We will focus on the flow simulation inside packaging machines and the associated moving interface problems. Typically, the packages are transported through the machine on a conveyor belt. They pass a variety of nozzles, which fill the packages with liquids of different texture and temperature. First, we address the induced domain deformations that are on the one hand strictly translational, prescribed and periodic in nature and on the other hand affect only a portion of the domain boundary, thus leading to large relative movement. Second, the flow field and the temperature field within the packaging machine are of interest. During the filling process, we face multiple phases – the filled product and surrounding air – and we have to account for the resulting interfaces in the numerical method. These types of moving interface problems can be handled either with an interface capturing or an interface tracking approach [1]. Interface capturing employs an implicit description of the moving boundary – leading to a flexible, yet comparably less accurate description –, whereas interface tracking explicitly deforms the computational mesh – a more accurate yet also more tedious approach. In this work, the developed methods are embedded in a Deforming-SpatialDomain/Stabilized Space-Time (DSD/SST) finite element framework [2], which allows to write the variational form of the underlying problem directly over deforming domains. The domain deformation itself is implemented as an efficient and accurate interface tracking approach in the novel Virtual-Ring Shear-Slip Mesh Update Method (VR-SSMUM); an extension of the Shear-Slip Mesh Update Method (SSMUM) [3]. For the multiphase flow, we will apply the level set method to keep track of the interface. Finally, test cases related to packaging machines in 2D and 3D are presented. 

REFERENCES
[1] S. Elgeti, H. Sauerland. Deforming Fluid Domains Within the Finite Element Method: Five Mesh-Based Tracking Methods in Comparison. Archives of Computational Methods in Engineering, Vol. 23, pp. 323-361, 2016.

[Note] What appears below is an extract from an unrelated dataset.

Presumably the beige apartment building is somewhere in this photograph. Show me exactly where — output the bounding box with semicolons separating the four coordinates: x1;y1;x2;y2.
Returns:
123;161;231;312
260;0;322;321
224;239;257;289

[2] T.E. Tezduyar, M. Behr, J. Liou. A new strategy for finite element computations involving moving boundaries and interfaces – the deforming-spatial-domain/space-time procedure: I. The concept and the preliminary tests. Computer Methods in Applied Mechanics and
Engineering, Vol. 94, pp. 339-351, 1992.
[3] M. Behr, T.E. Tezduyar. The Shear-Slip Mesh Update Method. Computer Methods in Applied Mechanics and Engineering, Vol. 174, pp. 261-274, 1999.